MCA claimed that two of its lawmakers were vocal against Act 355 when PAS secretary-general Takiyuddin Hassan gave his speech in support of the motion, while none of the DAP lawmakers stood up to oppose.
"Although MCA has only three backbenchers, two MCA parliamentarians - Tebrau MP Khoo Soo Siang and Alor Gajah MP Koh Nai Kwong stood their ground and challenged PAS' motion by throwing questions at him.
"DAP has 36 MPs but were silent or nowhere to be seen.

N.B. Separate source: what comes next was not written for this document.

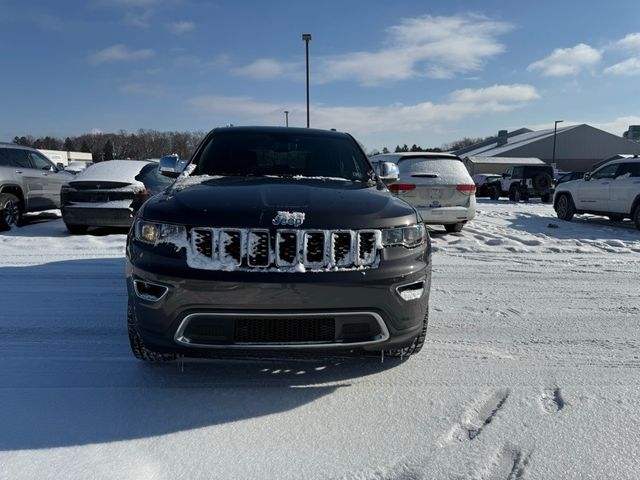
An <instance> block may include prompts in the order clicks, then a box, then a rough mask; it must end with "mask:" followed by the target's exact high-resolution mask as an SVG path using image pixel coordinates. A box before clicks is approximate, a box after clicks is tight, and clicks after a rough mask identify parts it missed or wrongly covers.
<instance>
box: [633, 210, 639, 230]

Where were they?" said MCA in the social media yesterday.
Takiyuddin delivered his seconder speech after Hadi tabled the motion on amendments which seek to raise the punishment cap for syariah offences to 30 years' jail, RM100,000 fine and 100 strokes of the cane.
The current syariah punishment cap is three years’ imprisonment, RM5,000 fine and six strokes of the cane.
Khoo, who interjected during Takiyuddin's speech, said the non-Muslim community viewed Hadi's motion as a violation of the Federal Constitution, while Koh (photo) asked whether it went against Article 8 of the constitution on the issue of equality before law.
MCA youth chief Chong Sin Woon also claimed that none of the DAP lawmakers spoke up in the Dewan Rakyat during the proceeding.
"Both Lim Kit Siang and Lim Guan Eng were not even in the House," said Chong in his Facebook account.
Netizens, however rebutted MCA, claiming that Kit Siang and his colleague Gobind Singh Deo, had tried to block Hadi from tabling the motion even before the Marang MP read it out.
'Subramaniam was more honest'
Meanwhile, DAP's Kulai MP Teo Nie Ching has accused the MCA deputy president of lying for stating that MCA was in the dark on whether Hadi's motion would be debated, as reported by Chinese daily Kwong Wah Yit Poh.
"Wee Ka Siong, (you) need to think of how to cover your lies when you have lied. Incompetency is more despicable," she said in the social media.
"There was still 12 government bills listed (in the parliamentary's order paper) as of April 4, the second last day of current Parliament session. Hadi's motion was listed item 13 on the order paper. Logically thinking, it was not possible to be brought up for debate," she elaborated.
But the House sat from 10am on April 6 to 5am on April 7, and had passed six bills and the government deferred another six bills, Teo added.
"On April 7, Hadi's motion became the first item listed on the order paper."
"Not conspiracy? Why retract the six bills? [...] Could it be the Parliament planned to adjourn the sitting by 12pm after the question-and-answer session between 10am and 12pm (on April 7)?" she asked.
Teo said MIC president Dr S Subramaniam, who admitted the bill would be tabled but not debated, was more "honest" by admitting that BN parties knew that Hadi's motion would be tabled in Dewan Rakyat, but the House would not debate it.
"He said it was a decision made during the BN supreme council meeting recently," she added.
Parti Bersatu Rakyat Sabah president Joseph Kurup also admitted that BN arrived at a consensus that Hadi's proposal to amend Act 355 would not be debated, she said.
"Is Wee trying to tell us that both Subramaniam and Joseph were lying, while he was the only honest government officer?" she asked.